E-commerce: a price monitoring solution using Big Data


The golden rule for an e-trader is to be the most competitive on the prices of items and to manage their promotion. E-commerce players have to justify the real drop in prices on their special offers or sales. Ditto for event sales specialists. To meet this need, Octopeek has developed a price watch solution based on a Big Data platform.

Online sales sites offer hundreds of thousands of items. Some are general e-commerce sites with all types of categories: clothing, shoes, care products, furniture, small household appliances, food, etc. Others specialize in as smaller range of products. All have daily offers on line every day. Thousands of products and therefore prizes must be verified by the pricing and purchase teams as part of promotional sales*. Additionally, they must do this in an extremely short period of time, sometimes less than a week before the launch of these sales. Distributors only have a few days to research and check several hundred prices on sellers and brands’ sites. These brand sites are the only ones to show the famous Recommended Retail Price or RRP of the item when it comes onto the market.
How can the team find hundreds of prices within the time limit? How can you mobilize the necessary internal resources while preserving your margin? The workload is overwhelming and extremely time-consuming for distributors.

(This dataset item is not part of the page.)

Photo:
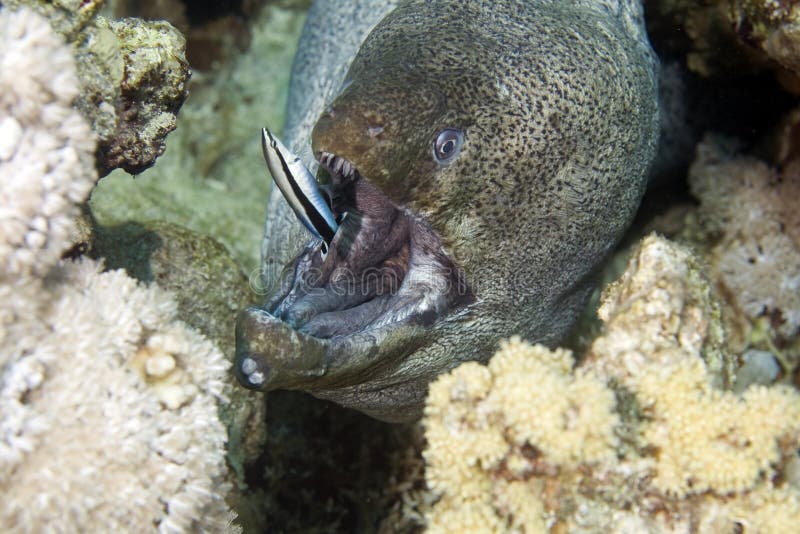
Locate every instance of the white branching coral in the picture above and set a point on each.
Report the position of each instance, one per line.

Construction of the Big Data platform and price watch software

To meet this need, Octopeek has developed price watch software on a Big Data platform. The Octopeek solution queries the e-shops of suppliers and manufacturers of products to gather the price, sku, availability and other pertinent details. The data is stored in our Big Data infrastructure. This is sourced and structured and can be exploited and interrogated by the customer as needed.

The architecture of the solution is divided into 3 parts:

  1. Data recovery
  2. Data ingestion
  3. Data restitution

The dataflows are implemented via Apache NiFi. Python scripts take care of collecting the data and depositing it in directories monitored by MiNiFi (minimalist NiFi processes). As soon as a new file is dropped into the target directory, the MiNiFi ingests it and sends it to the central NiFi cluster. The NiFi cluster implements the different dataflows that feed the databases used by the price watch application. The data is first fed into an Apache Hive database that allows both archiving (under HDFS) and one-off reporting.

Using ElasticSearch as a business database

Another NiFi workflow is responsible for creating the ElasticSearch indexes that will serve the web application via API. Using ElasticSearch as a business database allows you to take advantage of its query speed (low latency) and the search engine (Lucene). This has a search engine for the database including features such as auto-completion, automatic correction and management of synonyms.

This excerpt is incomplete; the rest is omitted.